中国ドラマ

 私は3年前の秋頃から、字幕も音声も英語にして映画を見るようになった。そして2年ほどの間に、映画から連続ドラマへ、英語から中国語へ、GEOやTSUTAYAから孔子学院の無料貸出へと重点を変えながらも、語学の学習ツールとしてのテレビの役割はますます大きくなるばかりである。いつしか中国語も英語並みには話せるようになったが、それと同時に数多くの中国ドラマを楽しむことができた。
 中国ドラマといえば、一に台湾ドラマで二に武侠モノが想起される。しかし、ヒットした台湾ドラマの多くが日本の少女漫画を原作としていることもあり、言葉以外は輸入品であるという実感を拭えない。また武侠小説の世界には金庸という大作家がいたからこそ、数多くのドラマを送り出すことができたのであり、それが尽きた後の展望は未だ見えない。そして台湾ドラマと武侠モノを除くと、日本人に馴染みのある作品は激減するが、そこにある作品もなかなか面白い。

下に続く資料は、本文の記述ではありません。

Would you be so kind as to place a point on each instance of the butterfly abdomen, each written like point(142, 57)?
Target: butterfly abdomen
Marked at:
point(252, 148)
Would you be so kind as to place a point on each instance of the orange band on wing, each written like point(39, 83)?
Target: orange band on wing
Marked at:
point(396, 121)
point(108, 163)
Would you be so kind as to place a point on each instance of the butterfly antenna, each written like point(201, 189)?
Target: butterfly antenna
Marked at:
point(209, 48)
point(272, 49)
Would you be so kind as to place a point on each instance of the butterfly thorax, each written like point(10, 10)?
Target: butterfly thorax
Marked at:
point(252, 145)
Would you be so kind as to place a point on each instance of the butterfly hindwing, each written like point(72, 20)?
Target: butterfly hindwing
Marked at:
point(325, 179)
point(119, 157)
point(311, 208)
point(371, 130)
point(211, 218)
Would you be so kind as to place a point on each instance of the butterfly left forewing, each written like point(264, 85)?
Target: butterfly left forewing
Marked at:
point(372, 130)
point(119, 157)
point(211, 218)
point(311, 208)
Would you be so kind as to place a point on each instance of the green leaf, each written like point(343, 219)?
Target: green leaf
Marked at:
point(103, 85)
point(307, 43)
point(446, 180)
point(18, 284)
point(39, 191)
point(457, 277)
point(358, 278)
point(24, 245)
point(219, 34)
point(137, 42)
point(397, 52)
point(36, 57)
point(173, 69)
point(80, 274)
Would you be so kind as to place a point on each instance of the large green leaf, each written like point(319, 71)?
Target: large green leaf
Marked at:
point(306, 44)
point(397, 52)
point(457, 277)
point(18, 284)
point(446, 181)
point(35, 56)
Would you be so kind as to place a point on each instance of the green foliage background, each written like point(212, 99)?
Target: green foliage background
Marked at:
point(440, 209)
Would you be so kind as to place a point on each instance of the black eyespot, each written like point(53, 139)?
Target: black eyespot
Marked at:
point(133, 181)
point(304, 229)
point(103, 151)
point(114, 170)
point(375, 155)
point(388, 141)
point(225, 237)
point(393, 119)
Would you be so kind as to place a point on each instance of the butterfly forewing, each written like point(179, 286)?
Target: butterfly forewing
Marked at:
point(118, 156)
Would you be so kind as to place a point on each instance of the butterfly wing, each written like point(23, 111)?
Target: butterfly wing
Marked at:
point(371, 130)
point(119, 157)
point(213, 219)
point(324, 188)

 悠久の歴史を誇る中国ゆえに時代劇にはかなりのシェアがあると思われるが、私が第一に奨めるのは「貞観之治(太宗李世民)」である。李世民という一代の偉人が、隋末の戦乱から唐の繁栄を築きあげるまでを描いているが、兄弟の殺害や息子の放逐など彼の影の部分も大きな役割を占めている。むしろヒーローに自然に備わっている明るさが全くなく、陰気さのみがこのドラマの底流にある。しかし、その陰気さで作り上げたのが、中国の歴史上でも空前絶後というべき頂点の時代。その不調和こそが、このドラマの魅力である。貞観之治とは対照的に分かりやすいドラマならば「大漢風」だろうか。漢による天下統一というゴールが見えているだけでなく、韓信の背水の陣など馴染みのある故事が随所にあるので安心して観ることができる。なお、他に「越王句践」や「大清風雲」も観たが、越王が呉王夫差の奴隷となってからや、ドルゴンの入関後の皇太后との関係が冗長すぎて作為的に感じられた。

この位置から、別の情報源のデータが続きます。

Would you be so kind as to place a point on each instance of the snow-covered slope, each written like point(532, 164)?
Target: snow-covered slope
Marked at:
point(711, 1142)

 明治維新以後の歴史をドラマ化せず、坂の上の雲ですらようやく日の目を見た日本とは違い、中国には、共和制の開始から国共内戦そして文革を素材としたドラマが数多く存在する。その中でも大きな山場になっているのが日本との戦争だろう。この場合、まず確実に日本が敵役になっており、「刀鉾」のような敵意剥き出しの作品には閉口させられるが、「北平往事」は素直に好感を持てる作品である。北平郊外の盧溝橋で日中両軍が衝突した1937年、三人の女学生のそれぞれの運命を辿るという作品だが、ヒロインの韓雪が上品なお嬢様を演じきっている。文化大革命前後で一つ挙げるならば「血色浪漫」。現代中国とは隔絶した感のあるこの時代を理解するまで、かなりの回数を要したが、時代の有するやるせなさや空虚さがひしひしと伝わってくるところは続編ともいうべき「与青春有関的日子」とは大きく異なる。孫儷の軍装は「甜蜜蜜」にはない緊迫感を与えてくれる。
 それでは改革開放により、それまでの時代と全く分断されてしまった中国の現代ドラマにはどのような特徴があるのか。比較的に大きなウエイトを占めるのが、血のつながっていない家族の話である。家族に関係する中国語の語彙の多様さや中国残留孤児の問題を思うだけでも、日本との感覚の違いに気づかされ、また人間として共有する感情に気づかされるのだが、このテーマは別稿に譲りたい。次に多い印象を受けたのは麻薬犯との闘いである。サスペンスは、どこの国にも存在するジャンルだけれども、殺人よりも麻薬を取り上げる志向の背景には、やはりアヘン戦争の苦い経験があるのかもしれない。これらのサスペンスで一押しは「無国界行動」である。雲南でのヘロイン発見をきっかけに中国・アメリカ・タイ・ミャンマーの多国籍グループと警察との駆け引きが始まるのだが、中国警察とアメリカの警察の微妙な関係が、構図を複雑なものにしている。

 札幌大学孔子学院のテレビドラマDVDは視聴済みのものがだいぶ多くなってきた。中国の文化政策の一環として、北京の本部から送られてくるということであるが、再入荷が楽しみである。